中島 : それでは本日はよろしくお願いします。

尾崎 : よろしくお願いします。

中島 : 早速ですが、inkが誕生するまでの経緯をお教え願いますか。

尾崎 : はい。まず、90年代に遡りますがデザイナーの岡田が働いていた古着屋チーズのオーナーから服飾学校に通っていた経験から、洋服を作ってみないかという話になり、私物の古着を解体し、パンツからトップス、トップスからパンツを作ったのがきっかけです。岡田自身ヨーロッパの古着が好きだったこともあり、それらを資材としてリメイクアイテムを作っていて、古着屋でもめちゃくちゃ売れていたみたいなんですよ。その後、新品を扱うマリジュアンに勤務した後、現在も大阪に店舗を構えるカモフラージュさんの立ち上げの際、オリジナルブランドとして本格的にキャリアをスタートさせます。その後、独立の際にinkが生まれ、今年で12年目を迎えました。

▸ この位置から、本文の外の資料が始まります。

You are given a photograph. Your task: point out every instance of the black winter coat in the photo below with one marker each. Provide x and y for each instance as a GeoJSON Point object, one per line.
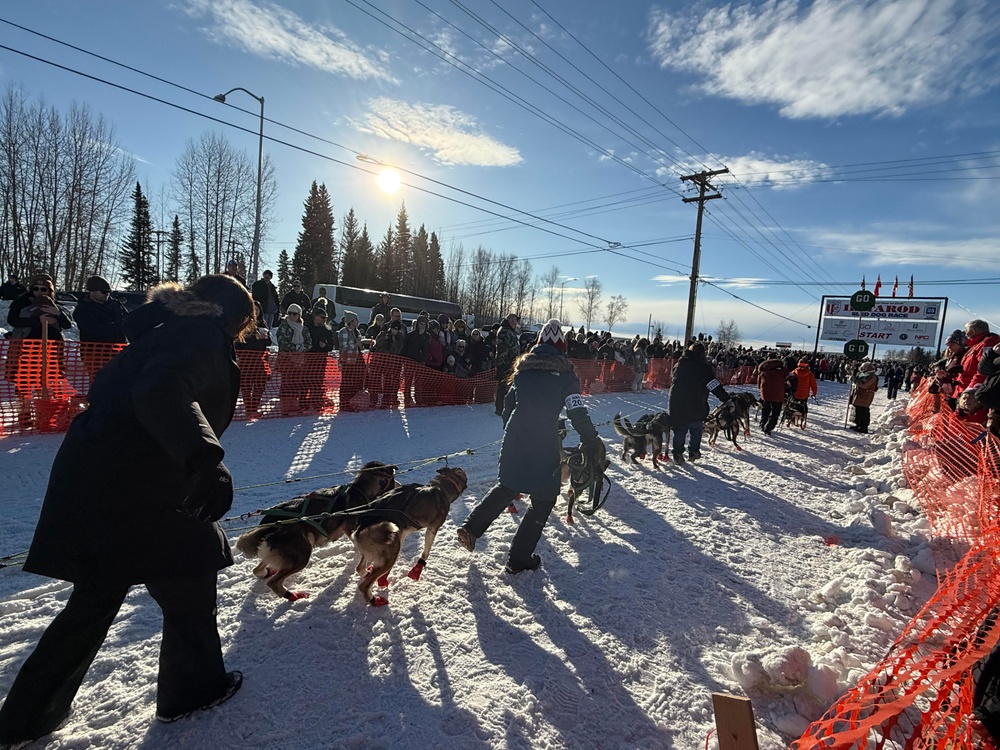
{"type": "Point", "coordinates": [544, 382]}
{"type": "Point", "coordinates": [415, 346]}
{"type": "Point", "coordinates": [127, 462]}
{"type": "Point", "coordinates": [100, 321]}
{"type": "Point", "coordinates": [693, 379]}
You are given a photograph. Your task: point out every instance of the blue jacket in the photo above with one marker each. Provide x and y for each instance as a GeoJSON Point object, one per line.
{"type": "Point", "coordinates": [544, 383]}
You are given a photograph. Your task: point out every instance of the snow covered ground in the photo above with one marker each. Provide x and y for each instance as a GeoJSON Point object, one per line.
{"type": "Point", "coordinates": [783, 572]}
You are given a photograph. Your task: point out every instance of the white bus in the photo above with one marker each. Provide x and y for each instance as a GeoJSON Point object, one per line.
{"type": "Point", "coordinates": [361, 302]}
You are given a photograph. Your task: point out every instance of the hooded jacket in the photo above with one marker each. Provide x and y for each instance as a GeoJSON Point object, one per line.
{"type": "Point", "coordinates": [771, 380]}
{"type": "Point", "coordinates": [693, 379]}
{"type": "Point", "coordinates": [863, 388]}
{"type": "Point", "coordinates": [544, 382]}
{"type": "Point", "coordinates": [805, 382]}
{"type": "Point", "coordinates": [127, 463]}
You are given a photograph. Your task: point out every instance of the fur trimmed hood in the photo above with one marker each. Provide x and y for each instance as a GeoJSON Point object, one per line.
{"type": "Point", "coordinates": [164, 302]}
{"type": "Point", "coordinates": [544, 357]}
{"type": "Point", "coordinates": [182, 302]}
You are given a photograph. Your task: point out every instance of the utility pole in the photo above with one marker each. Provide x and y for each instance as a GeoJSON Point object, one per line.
{"type": "Point", "coordinates": [701, 180]}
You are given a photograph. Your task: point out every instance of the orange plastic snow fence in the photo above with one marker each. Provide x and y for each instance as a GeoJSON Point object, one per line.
{"type": "Point", "coordinates": [920, 694]}
{"type": "Point", "coordinates": [44, 384]}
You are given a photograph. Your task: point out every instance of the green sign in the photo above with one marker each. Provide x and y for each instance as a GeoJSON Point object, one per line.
{"type": "Point", "coordinates": [856, 349]}
{"type": "Point", "coordinates": [862, 301]}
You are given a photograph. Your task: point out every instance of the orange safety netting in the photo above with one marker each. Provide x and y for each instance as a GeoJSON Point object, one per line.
{"type": "Point", "coordinates": [920, 694]}
{"type": "Point", "coordinates": [44, 384]}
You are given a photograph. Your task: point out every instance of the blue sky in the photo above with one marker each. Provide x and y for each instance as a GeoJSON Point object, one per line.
{"type": "Point", "coordinates": [862, 137]}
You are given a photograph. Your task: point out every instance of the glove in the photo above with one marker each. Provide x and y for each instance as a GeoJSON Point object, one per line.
{"type": "Point", "coordinates": [212, 496]}
{"type": "Point", "coordinates": [595, 451]}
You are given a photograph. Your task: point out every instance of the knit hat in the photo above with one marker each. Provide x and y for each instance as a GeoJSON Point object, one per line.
{"type": "Point", "coordinates": [98, 284]}
{"type": "Point", "coordinates": [552, 335]}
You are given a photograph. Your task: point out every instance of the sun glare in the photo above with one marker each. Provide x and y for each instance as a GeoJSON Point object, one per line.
{"type": "Point", "coordinates": [388, 180]}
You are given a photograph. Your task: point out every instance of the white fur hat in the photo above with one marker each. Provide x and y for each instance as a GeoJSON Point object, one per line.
{"type": "Point", "coordinates": [552, 335]}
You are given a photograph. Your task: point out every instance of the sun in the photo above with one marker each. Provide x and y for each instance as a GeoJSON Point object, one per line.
{"type": "Point", "coordinates": [388, 180]}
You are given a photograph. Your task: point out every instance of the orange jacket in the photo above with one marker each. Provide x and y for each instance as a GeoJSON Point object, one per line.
{"type": "Point", "coordinates": [806, 382]}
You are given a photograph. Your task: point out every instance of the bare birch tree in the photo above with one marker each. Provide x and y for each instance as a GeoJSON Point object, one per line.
{"type": "Point", "coordinates": [615, 311]}
{"type": "Point", "coordinates": [589, 300]}
{"type": "Point", "coordinates": [549, 283]}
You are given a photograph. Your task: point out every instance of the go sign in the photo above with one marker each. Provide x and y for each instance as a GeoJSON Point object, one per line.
{"type": "Point", "coordinates": [856, 349]}
{"type": "Point", "coordinates": [862, 301]}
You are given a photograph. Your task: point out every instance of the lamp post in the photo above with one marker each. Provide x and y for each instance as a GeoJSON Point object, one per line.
{"type": "Point", "coordinates": [562, 294]}
{"type": "Point", "coordinates": [255, 251]}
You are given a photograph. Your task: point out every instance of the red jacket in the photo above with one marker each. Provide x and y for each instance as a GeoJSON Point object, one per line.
{"type": "Point", "coordinates": [771, 380]}
{"type": "Point", "coordinates": [970, 361]}
{"type": "Point", "coordinates": [807, 382]}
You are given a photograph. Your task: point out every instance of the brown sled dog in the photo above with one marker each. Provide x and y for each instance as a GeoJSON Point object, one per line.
{"type": "Point", "coordinates": [383, 526]}
{"type": "Point", "coordinates": [284, 544]}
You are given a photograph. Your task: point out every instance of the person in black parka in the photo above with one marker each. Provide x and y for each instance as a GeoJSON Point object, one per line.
{"type": "Point", "coordinates": [693, 379]}
{"type": "Point", "coordinates": [133, 497]}
{"type": "Point", "coordinates": [543, 381]}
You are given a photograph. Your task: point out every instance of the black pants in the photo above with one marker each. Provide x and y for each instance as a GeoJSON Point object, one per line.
{"type": "Point", "coordinates": [502, 387]}
{"type": "Point", "coordinates": [191, 670]}
{"type": "Point", "coordinates": [529, 531]}
{"type": "Point", "coordinates": [770, 412]}
{"type": "Point", "coordinates": [862, 417]}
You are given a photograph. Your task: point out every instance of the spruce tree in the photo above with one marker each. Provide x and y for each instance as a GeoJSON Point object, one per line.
{"type": "Point", "coordinates": [349, 238]}
{"type": "Point", "coordinates": [388, 274]}
{"type": "Point", "coordinates": [138, 268]}
{"type": "Point", "coordinates": [402, 255]}
{"type": "Point", "coordinates": [174, 251]}
{"type": "Point", "coordinates": [422, 279]}
{"type": "Point", "coordinates": [435, 265]}
{"type": "Point", "coordinates": [313, 261]}
{"type": "Point", "coordinates": [284, 273]}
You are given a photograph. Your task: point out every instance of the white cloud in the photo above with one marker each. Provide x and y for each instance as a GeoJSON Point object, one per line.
{"type": "Point", "coordinates": [974, 253]}
{"type": "Point", "coordinates": [834, 57]}
{"type": "Point", "coordinates": [270, 31]}
{"type": "Point", "coordinates": [451, 136]}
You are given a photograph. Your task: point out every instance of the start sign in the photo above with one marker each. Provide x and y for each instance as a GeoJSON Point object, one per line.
{"type": "Point", "coordinates": [862, 301]}
{"type": "Point", "coordinates": [856, 349]}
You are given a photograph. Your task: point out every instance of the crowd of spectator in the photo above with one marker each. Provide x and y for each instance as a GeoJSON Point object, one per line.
{"type": "Point", "coordinates": [966, 377]}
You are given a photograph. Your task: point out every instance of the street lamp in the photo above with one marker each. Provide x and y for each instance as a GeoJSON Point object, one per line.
{"type": "Point", "coordinates": [255, 251]}
{"type": "Point", "coordinates": [562, 293]}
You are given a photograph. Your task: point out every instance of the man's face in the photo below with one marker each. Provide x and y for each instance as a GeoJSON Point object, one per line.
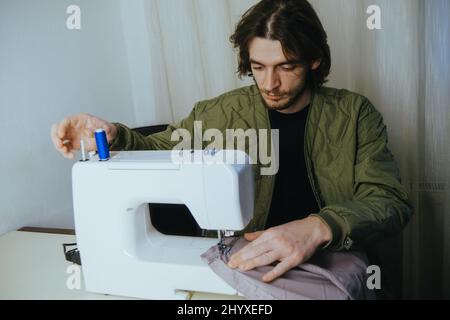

中島 : そうなんや。始めはそんな経緯があったんや。

尾崎 : そうなんです、当時『HEALTH』のリメイクラインとして生まれた『Made by HEALTH』を手掛けていた際に、現在はHURRAY HURRAYのデザイナーを務める古谷さんに岡田のリメイク技術が継承されました。

中島 : なるほどねぇ~師弟関係なんや。

尾崎 : その繋がりで、『HEALTH』『TATA』等、大阪ブランドが集まる合同展示会に参加し、クライアントとのお取引が始まりました。その当時は、解体・裁断・縫製まで岡田が一人で全部をこなし、時には作業が深夜まで及ぶこともあったそうです。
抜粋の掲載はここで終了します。